Quelques mots sur l’inhumanité insoutenable de la situation pour dire qu’elle ne s’arrête pas à ce jour fatal ; elle se poursuit pendant des mois. La famille reçoit le dossier et l’enregistrement de l’appel, par courrier postal, sans aucune proposition de rendez-vous ; les médecins font silence et le directeur du CHU de Strasbourg ne recevra la famille que plusieurs mois après la tragédie du 29 décembre 2017. Personne ne l’aurait informé d’un événement aussi grave. Soit ! Il existe pourtant depuis le 25 novembre 2016 une obligation de déclarer tout accident médical grave, appelé pudiquement un événement indésirable grave, par tout établissement de santé à l’Agence régionale de santé.
La question majeure de la mort de Naomi est avant tout celle de la compétence des acteurs. Qui sont ces opérateurs téléphoniques ou assistants de régulation ? ils sont des agents administratifs, recrutés sans aucune formation à l’entrée, qui reçoivent après recrutement une formation très légère eu égard aux responsabilités qu’ils sont amenés à assumer. En effet, l’écoute des appels des patients est obligatoirement compliquée, faire le tri et définir les appels prioritaires pour les transférer au médecin régulateur sans avoir une vraie formation paramédicale avant l’entrée dans cette fonction est hasardeux.
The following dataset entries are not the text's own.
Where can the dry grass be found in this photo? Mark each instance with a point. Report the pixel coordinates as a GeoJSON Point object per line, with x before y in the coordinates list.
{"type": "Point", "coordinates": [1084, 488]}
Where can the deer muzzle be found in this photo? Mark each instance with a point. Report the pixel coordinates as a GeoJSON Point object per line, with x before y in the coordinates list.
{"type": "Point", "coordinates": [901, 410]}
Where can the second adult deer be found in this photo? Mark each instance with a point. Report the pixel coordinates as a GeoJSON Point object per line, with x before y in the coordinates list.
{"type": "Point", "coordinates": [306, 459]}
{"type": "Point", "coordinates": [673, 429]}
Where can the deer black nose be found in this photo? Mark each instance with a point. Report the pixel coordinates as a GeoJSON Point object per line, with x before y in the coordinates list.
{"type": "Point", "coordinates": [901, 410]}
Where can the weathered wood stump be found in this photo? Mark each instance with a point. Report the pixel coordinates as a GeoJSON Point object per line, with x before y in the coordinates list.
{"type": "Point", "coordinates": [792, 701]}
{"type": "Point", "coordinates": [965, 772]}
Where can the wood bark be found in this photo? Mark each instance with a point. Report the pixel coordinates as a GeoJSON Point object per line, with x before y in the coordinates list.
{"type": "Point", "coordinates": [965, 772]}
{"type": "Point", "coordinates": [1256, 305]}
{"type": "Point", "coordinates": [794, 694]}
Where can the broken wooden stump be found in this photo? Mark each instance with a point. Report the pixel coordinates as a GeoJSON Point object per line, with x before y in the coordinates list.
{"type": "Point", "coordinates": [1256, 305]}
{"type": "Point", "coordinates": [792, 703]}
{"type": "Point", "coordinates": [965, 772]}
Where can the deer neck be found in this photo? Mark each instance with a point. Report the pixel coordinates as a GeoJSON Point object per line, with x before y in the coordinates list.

La preuve !
Ce n’est pas parce que peu de patients ou de familles s’expriment sur leurs vécus négatifs qu’il n’existe pas d’autres cas.
Cette tragédie est elle le résultat d’une anomalie du système, la sous formation des opérateurs téléphoniques par rapport à leurs responsabilités ? Pour nous il y a urgence à réviser le profil professionnel de ces agents.
Dans le cas présent, on ne peut que se demander pourquoi l’opératrice qui n’a aucune compétence médicale décide-t-elle de ne pas faire appel au médecin régulateur ? Elle banalise d’elle-même les signes cliniques de douleurs abdominales décrits par Naomi et lui conseille de s’adresser à un médecin de ville, ce qui veut dire qu’elle pose un diagnostic sans avoir les compétences requises. Qu’elle s’autorise à court-circuiter le médecin régulateur, alors qu’elle sait être enregistrée nous interroge. Cela signifie-t-il que dans ce centre 15 les opérateurs téléphoniques peuvent exercer les fonctions médicales de diagnostic et d’orientation des patients, s’ils s’estiment en condition pour le faire selon le type d’appel et avec l’approbation des médecins régulateurs ? L’enquête ne manquera pas de le vérifier et si tel était le cas, il y aurait là une seconde cause système du fait d’un glissement organisé des compétences médicales exposant les patients au pire.

Un autre point interroge. Dès la médiatisation de cette affaire, la question de savoir si l’on aurait pu sauver Naomi par une intervention plus précoce, est posée par le corps médical interrogé. Comment un expert pourrait –il répondre non à cette question quand on sait que, dans de tels cas, chaque minute compte , notamment en cas d’hémorragie, et que Naomi a attendu 5 heures après son appel pour arriver à se faire prendre en charge ? à suivre.

Attention l’appel aux centres 15 sauve des vies tous les jours, et celui au 18 aussi. Les pompiers qui interviennent sur des appels médicaux, ont un médecin pompier qui les assistent.
Cependant , en cas d’appel au centre 15, vous savez désormais que seul un médecin régulateur peut vous apporter une réponse médicale d’orientation vers la structure la plus appropriée à votre cas. Donc si besoin insistez pour en avoir un au bout du fil, et en cas d’obstination de l’opérateur téléphoniste à ne pas vous passer le médecin, rappelez lui que votre conversation est enregistrée et qu’un médecin doit vous répondre. Toutefois, pensez que ces centres 15 sont submergés d’appels et soyez patient plus que patient si vous n’êtes pas en urgence vitale. Et il y a aussi dans nombre de cas, la solution de se faire conduire directement dans un service d’urgence.